Jacob gave his customary snort then opened his mouth to show me his tongue was dry. A subtle hint that it was my round.
“And while you are up there, ask him, why don’t you.”
“Ask who what?”
“The guy with the crooked sunglasses why he claims to come from a fictional town.”
At the bar, I caught the barman’s eye.
“Two rum and cokes, when you’ve got the time, Jim, oh and a rye for our friend from Wamsutter.”
“Hey,” the only man standing at the bar said, “I don’t just let any dude buy me a drink.”
“Mark,” I said, extending my hand, “friend of Jacob’s over there.”
I jerked my free thumb back towards Jacob who shifted uneasily in his unlaced brown boots.
“I don’t care for your friend, he’s only friendly when things are going his way.”
I noticed then that a small screw was missing from the man’s sunglasses, though this was not the cause of their crookedness.
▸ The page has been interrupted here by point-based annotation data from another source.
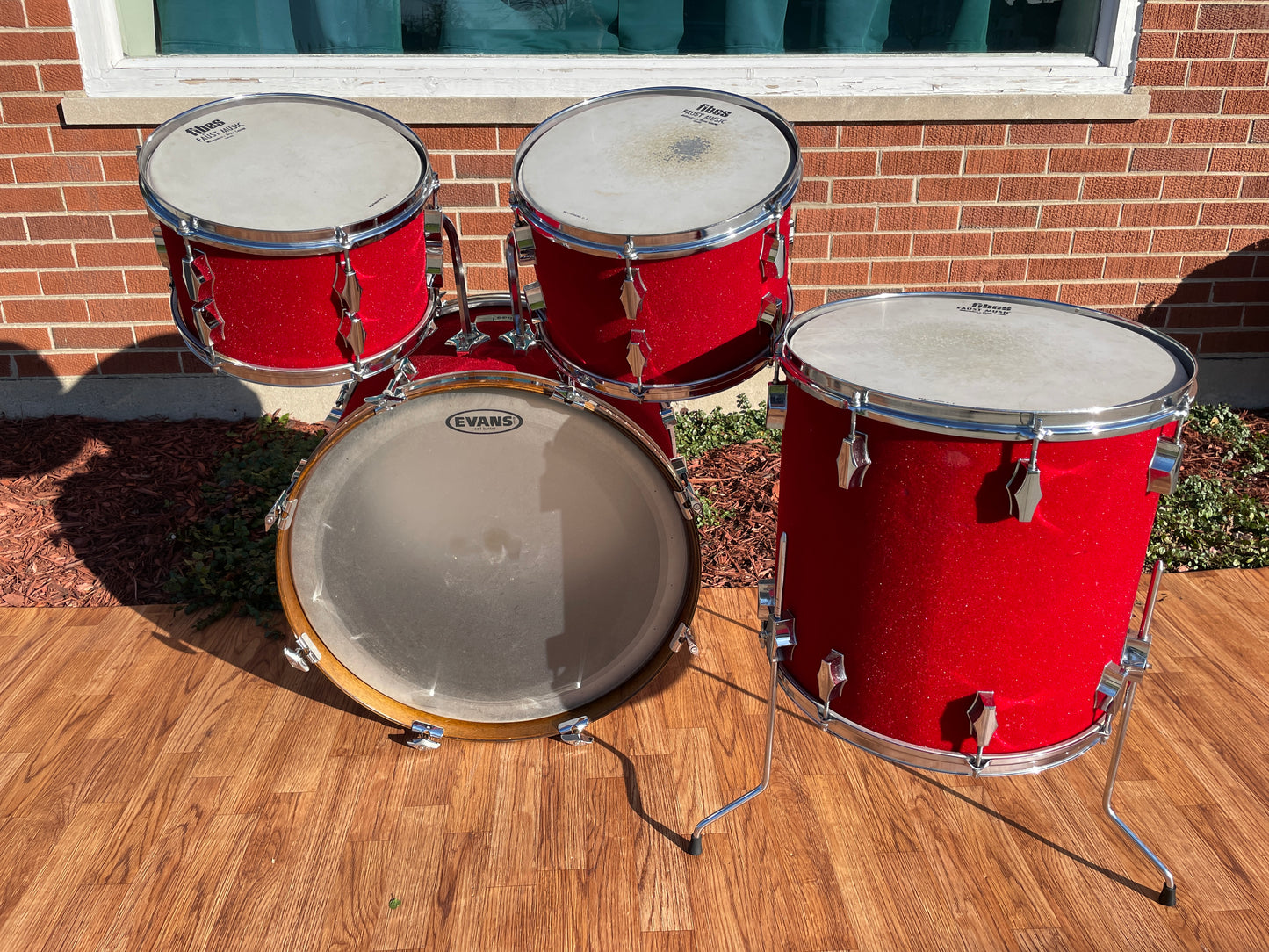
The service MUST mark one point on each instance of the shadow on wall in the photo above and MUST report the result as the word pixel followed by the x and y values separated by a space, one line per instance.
pixel 1221 313
pixel 119 479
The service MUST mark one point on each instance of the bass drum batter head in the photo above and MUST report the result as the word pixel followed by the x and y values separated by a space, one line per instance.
pixel 489 559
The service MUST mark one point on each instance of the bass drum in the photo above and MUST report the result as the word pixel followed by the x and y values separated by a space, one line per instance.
pixel 487 558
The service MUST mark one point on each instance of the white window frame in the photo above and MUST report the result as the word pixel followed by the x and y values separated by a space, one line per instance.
pixel 108 73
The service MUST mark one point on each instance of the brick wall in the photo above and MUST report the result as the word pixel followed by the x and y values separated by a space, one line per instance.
pixel 1165 219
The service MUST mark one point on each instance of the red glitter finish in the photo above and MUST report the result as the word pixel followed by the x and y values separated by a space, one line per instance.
pixel 699 315
pixel 434 357
pixel 933 592
pixel 282 313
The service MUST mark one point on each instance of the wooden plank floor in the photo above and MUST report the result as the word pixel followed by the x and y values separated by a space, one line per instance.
pixel 165 789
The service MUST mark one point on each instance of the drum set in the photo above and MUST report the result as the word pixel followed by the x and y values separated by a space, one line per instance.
pixel 496 539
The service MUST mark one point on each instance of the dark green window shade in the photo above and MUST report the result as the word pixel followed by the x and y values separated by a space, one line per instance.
pixel 647 27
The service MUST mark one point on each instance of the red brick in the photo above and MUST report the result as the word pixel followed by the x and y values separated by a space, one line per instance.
pixel 1159 213
pixel 999 216
pixel 816 136
pixel 151 281
pixel 1235 213
pixel 56 168
pixel 1251 46
pixel 1078 216
pixel 923 219
pixel 458 139
pixel 839 164
pixel 1235 342
pixel 32 256
pixel 94 140
pixel 116 253
pixel 1010 162
pixel 1168 240
pixel 870 245
pixel 957 190
pixel 1205 46
pixel 1223 74
pixel 1089 159
pixel 45 311
pixel 1141 131
pixel 1157 16
pixel 1031 242
pixel 61 77
pixel 818 221
pixel 48 13
pixel 91 338
pixel 881 136
pixel 1171 159
pixel 1184 102
pixel 978 270
pixel 1111 242
pixel 1065 268
pixel 25 339
pixel 957 244
pixel 1201 187
pixel 1108 187
pixel 910 272
pixel 1234 17
pixel 482 167
pixel 19 285
pixel 966 134
pixel 82 282
pixel 1049 133
pixel 1143 267
pixel 1159 73
pixel 827 273
pixel 1240 160
pixel 872 191
pixel 1040 190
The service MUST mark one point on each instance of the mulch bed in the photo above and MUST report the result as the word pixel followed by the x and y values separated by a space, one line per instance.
pixel 89 508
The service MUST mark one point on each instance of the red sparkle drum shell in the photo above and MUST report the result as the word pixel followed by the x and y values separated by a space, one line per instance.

“Two rum and cokes,” Jim said, slowly putting the drinks on the counter.
“Well, what about it, can I get you a rye?” I asked the man from Wamsutter.
He fixed me with overbright blue eyes, then relaxed them into something resembling a grin, “Oh, alright, Old Overholt again, Jim.”
I stood at the bar, sipping my drink, smiling at our new acquaintance, forcing Jacob to come over. He picked up his drink, mumbled something about trying to find some Johnny Cash, or was it now Jonathan Richman, on the juke box and pushed off. So far the music had been all Country & Western. Grating.
“What’s it like living in Wamsutter?” I asked.
“Hot, only I don’t live there no more.”
“Do you have any idea why my friend thinks Wamsutter is fictional?”
“Ah, the elixir of life,” the man from the ficitonal town said, ignoring my question, lifting his rye to his lips, savouring it briefly before sipping.
“Made from a formula written on chrysanthemum leaves which grows in profusion in the area.”
I lifted my rum and coke. A Girl Named Sue, or was it now Egyptian Reggae, came on the juke box.
“Wamsutter?”
“Yes, Wamsutter. If you really must know, I had to leave town on account of I stepped across the Sheriff’s pillow, if you catch my drift, one hundred and seventy years ago. Fortunately I managed to bring this here elixir into exile with me,” he said, scanning me with his over-intelligent eyes, evidently looking for my weak spot.
“You live here?” I asked.
“Up the coast, Whitley Bay.”
“You don’t sound American,” I said.
“A hundred and seventy years ago not many Americans did,” he retorted.
I was about to ask if Wamsutter was in the state of Texas when Jim shook his head slowly at me. I looked around and saw Jacob dancing to Egyptian Reggae, so it must have been the Jonathan Richman record after all. I went over and joined him. The man from Wamsutter looked down on the floor and spat.